Structured logger	live	Ported from Torreya's `@torreya/logger`. `Logger.forComponent(name)`, JSON lines, `LOG_LEVEL` gate, component + operation attribution on every entry.
JSON config	live	All targets, URLs, rate limits, and output paths live in `ripperoni.config.json`. Nothing hardcoded. `RipperConfig.load(path)` validates and returns a typed interface.
Concurrent pipeline	live	`ConcurrentPipeline.create(pipeline, concurrency)` fans N pages through the same pipeline simultaneously with a semaphore cap.
Task registry	live	`TaskRegistry.register(name, fn)` + dynamic plugin loading via `pipeline: ["my-target:parse"]` in config. Plugins are `.js` files loaded at runtime.
Checkpoint + resume	live	Already-written slugs are detected at run start and skipped. Failed pages are written to `failures.json`; pass `--resume-failures` to retry only those.

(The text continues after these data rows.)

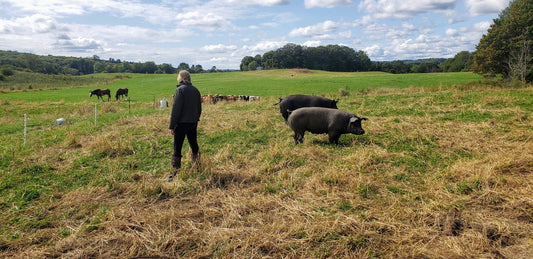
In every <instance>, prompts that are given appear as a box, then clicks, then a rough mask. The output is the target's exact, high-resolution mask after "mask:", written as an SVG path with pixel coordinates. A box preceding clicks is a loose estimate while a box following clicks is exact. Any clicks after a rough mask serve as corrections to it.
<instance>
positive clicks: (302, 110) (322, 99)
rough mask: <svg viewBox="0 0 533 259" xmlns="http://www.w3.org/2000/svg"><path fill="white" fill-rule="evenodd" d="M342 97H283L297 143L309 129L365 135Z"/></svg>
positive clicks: (108, 96) (279, 108) (282, 107)
mask: <svg viewBox="0 0 533 259" xmlns="http://www.w3.org/2000/svg"><path fill="white" fill-rule="evenodd" d="M93 95H96V96H97V97H98V99H102V101H104V98H103V96H106V95H107V101H108V102H109V100H110V99H111V91H110V90H109V89H96V90H93V91H91V94H90V96H89V97H91V96H93ZM121 97H123V98H127V97H128V88H120V89H118V90H117V92H116V94H115V98H116V100H117V101H118V100H119V99H120V98H121ZM258 100H260V97H259V96H247V95H220V94H215V95H213V94H208V95H203V96H202V102H206V103H212V104H215V103H217V102H221V101H258ZM338 102H339V100H338V99H337V100H331V99H328V98H324V97H320V96H310V95H289V96H287V97H284V98H281V97H280V98H279V102H278V103H276V104H275V105H279V112H280V113H281V116H282V117H283V119H284V120H285V123H286V124H287V125H289V127H290V128H291V129H292V130H293V131H294V142H295V143H296V144H300V143H303V138H304V134H305V132H306V131H309V132H311V133H313V134H323V133H325V134H328V136H329V142H330V143H334V144H338V143H339V138H340V136H341V135H342V134H346V133H352V134H356V135H362V134H364V133H365V131H364V130H363V128H362V127H361V122H362V121H364V120H367V118H365V117H359V116H357V115H355V114H353V113H350V112H347V111H342V110H339V109H338V108H337V103H338Z"/></svg>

Config schema validation	live	AJV validates the config at load time. `RipperConfig.load(path)` throws with the exact field path on any violation; malformed configs fail fast and loudly.

Planned

Feature	Details
JSDOM fallback mode	Some pages require JavaScript execution to render their content. A configurable `jsdom` mode in `HtmlScraper` would handle these without needing a full headless browser.
HTML → Markdown conversion	Output mode that converts scraped HTML to clean Markdown. Useful for feeding scraped content into LLM pipelines without sending raw HTML. Likely via `turndown` or similar.